Monday, January 14, 2013

Ubuntu and the Art of Deception

I am, and have been an Ubuntu user for almost six years; over the past four, I've given up Windows entirely (skipping over Vista and 7, save for rescuing family members' PCs occasionally). However, the more and more Ubuntu grows the more I notice discrepancies between the Linux that I loved originally, and the current incarnation.

The Deception

In the most recent release, the biggest change was the addition of a web API that interfaces with the desktop. Don't get me wrong, this is great, but a very underwhelming thing to take SIX MONTHS to develop. Had I wished to do so, I could have perfected the same thing (because the back-end is already totally there with DBus) in about forty hours of work. So, if Canonical had one developer working on it, for one week, it would have been done. What happened the rest of the time?

When Shuttleworth gets out and states all of the great things that came to us in 12.10 the major ones were these:

  • Webapps - as discussed about 40 hours of time
  • Online accounts - already integrated in Gnome, a simple port was all that was needed
  • Dash Previews - essentially a few more plugins to the dash, which should be about a week of programming, especially if you use the utilities already available, like the "file" command
  • Easy full disk encryption - Essentially a single change to the installer
  • Ditching Unity 2D - this should have freed up a lot of developer time!
  • And the hotly contested Amazon Search Results - advertisements for your PC that I'm sure Amazon would have implemented due to all the free advertising

The News

So, what did the news sites report on for six months? Theme changes, new button gradients, new backgrounds, etc.
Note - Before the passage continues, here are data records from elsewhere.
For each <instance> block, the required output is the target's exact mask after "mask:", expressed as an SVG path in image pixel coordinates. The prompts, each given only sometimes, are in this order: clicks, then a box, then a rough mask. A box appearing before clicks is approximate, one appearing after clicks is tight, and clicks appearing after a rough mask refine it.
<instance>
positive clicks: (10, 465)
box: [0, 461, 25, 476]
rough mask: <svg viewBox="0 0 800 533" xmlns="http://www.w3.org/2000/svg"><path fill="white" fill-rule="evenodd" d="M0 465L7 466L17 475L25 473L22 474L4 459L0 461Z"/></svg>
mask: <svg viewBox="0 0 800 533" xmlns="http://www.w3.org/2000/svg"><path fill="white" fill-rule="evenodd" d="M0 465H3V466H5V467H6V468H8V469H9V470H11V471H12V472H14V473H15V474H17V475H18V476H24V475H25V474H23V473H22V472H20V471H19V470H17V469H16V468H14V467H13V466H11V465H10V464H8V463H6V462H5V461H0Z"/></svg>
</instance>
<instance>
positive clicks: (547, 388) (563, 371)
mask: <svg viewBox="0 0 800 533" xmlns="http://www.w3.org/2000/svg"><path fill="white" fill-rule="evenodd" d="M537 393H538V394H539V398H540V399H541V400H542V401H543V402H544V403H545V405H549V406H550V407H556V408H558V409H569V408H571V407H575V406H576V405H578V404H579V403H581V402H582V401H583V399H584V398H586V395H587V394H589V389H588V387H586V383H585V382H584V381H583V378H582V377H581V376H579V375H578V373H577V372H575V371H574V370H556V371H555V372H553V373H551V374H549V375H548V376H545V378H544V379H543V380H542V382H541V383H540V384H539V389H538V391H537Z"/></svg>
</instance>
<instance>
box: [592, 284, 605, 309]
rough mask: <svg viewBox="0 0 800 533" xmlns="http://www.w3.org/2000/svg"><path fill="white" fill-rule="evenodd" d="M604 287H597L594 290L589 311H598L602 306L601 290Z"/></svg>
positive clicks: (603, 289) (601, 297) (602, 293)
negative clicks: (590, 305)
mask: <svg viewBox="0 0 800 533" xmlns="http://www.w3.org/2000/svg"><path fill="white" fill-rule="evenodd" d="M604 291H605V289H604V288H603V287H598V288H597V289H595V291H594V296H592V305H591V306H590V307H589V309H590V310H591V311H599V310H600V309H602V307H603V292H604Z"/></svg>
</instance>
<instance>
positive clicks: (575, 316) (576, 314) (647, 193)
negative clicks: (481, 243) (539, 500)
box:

All the real work I could have done quicker, and not included the ads.

When all of this came out, webapps were touted as a great fusion of desktop and web, where in reality, they work on when the pages are already open, saving a few clicks at best, and opening your system to security flaws at worst. Why not support W3C apps? That would be a huge boon to the software overall, and a push to help Tizen. What about supporting Firefox apps? Quick to develop, quick and open to deploy.

The Amazon advertisements are a huge privacy concern, according to the EFF, rather than some magical new way to shop.

The Future

So, what does this all mean? Ubuntu has reached the feature creep stage, because it's founder won't take risks; maybe he's outpaced himself with a six month development cycle instead of continuous integration, but not enough is changing other than seeming regressions that users have to fight with each subsequent "release", but a great number of users refuse to admit this, probably because they don't know enough how quickly these changes could be made to a well designed system.

Perhaps Shuttleworth has spread himself too thin; rather than shoring up upstream apps and using them (i.e. docky could have easily been used instead of unity) he has created his own; rather than creating a unified configuration file set, we have a hack that works with each individual application.

It would be nice to see a desktop, particularly the most powerful one, contribute far more to the small projects that make it up, rather than fork them, until that happens, Ubuntu will become more and more of an impenetrable island that will eventually grind to a halt where a finite set of resources is used to do everything.